La semaine précédente, des responsables de l’opposition avaient dénoncé un « massacre » attribué aux forces gouvernementales, faisant état d’au moins vingt-cinq morts, parmi lesquels figuraient des femmes et des enfants.
L’État du Jonglei, situé au centre-est du pays, est concerné par une recrudescence des combats entre factions rivales au cours des dernières semaines, un contexte qui complique la vérification indépendante des faits.

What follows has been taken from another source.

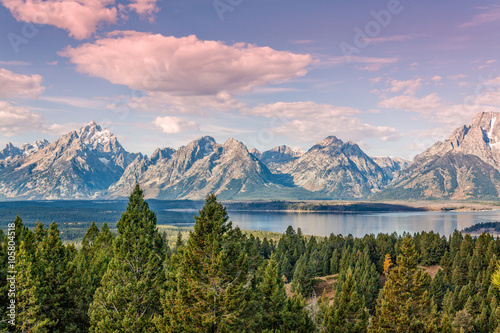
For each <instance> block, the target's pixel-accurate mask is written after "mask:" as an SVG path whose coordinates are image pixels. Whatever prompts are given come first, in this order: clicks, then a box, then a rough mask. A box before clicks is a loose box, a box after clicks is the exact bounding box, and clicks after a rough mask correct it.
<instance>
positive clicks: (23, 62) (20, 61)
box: [0, 60, 31, 66]
mask: <svg viewBox="0 0 500 333" xmlns="http://www.w3.org/2000/svg"><path fill="white" fill-rule="evenodd" d="M0 65H2V66H29V65H31V63H29V62H26V61H16V60H10V61H0Z"/></svg>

Les bilans diffèrent selon les parties : l’armée évoque vingt et un civils tués, l’opposition parle d’au moins vingt-cinq victimes. L’annonce des interpellations et de la saisine de la justice militaire survient au cœur de ces accusations graves.
Éléments procéduraux
Dans sa prise de parole, l’état-major a indiqué vouloir engager des poursuites militaires, sans toutefois détailler le calendrier de la procédure ni la nature précise des charges retenues. Les informations disponibles à ce stade proviennent de la déclaration transmise à l’AFP.
L’opposition, pour sa part, maintient ses accusations concernant des pertes civiles, en insistant sur la présence de femmes et d’enfants parmi les victimes, alors que les affrontements dans la région se poursuivent.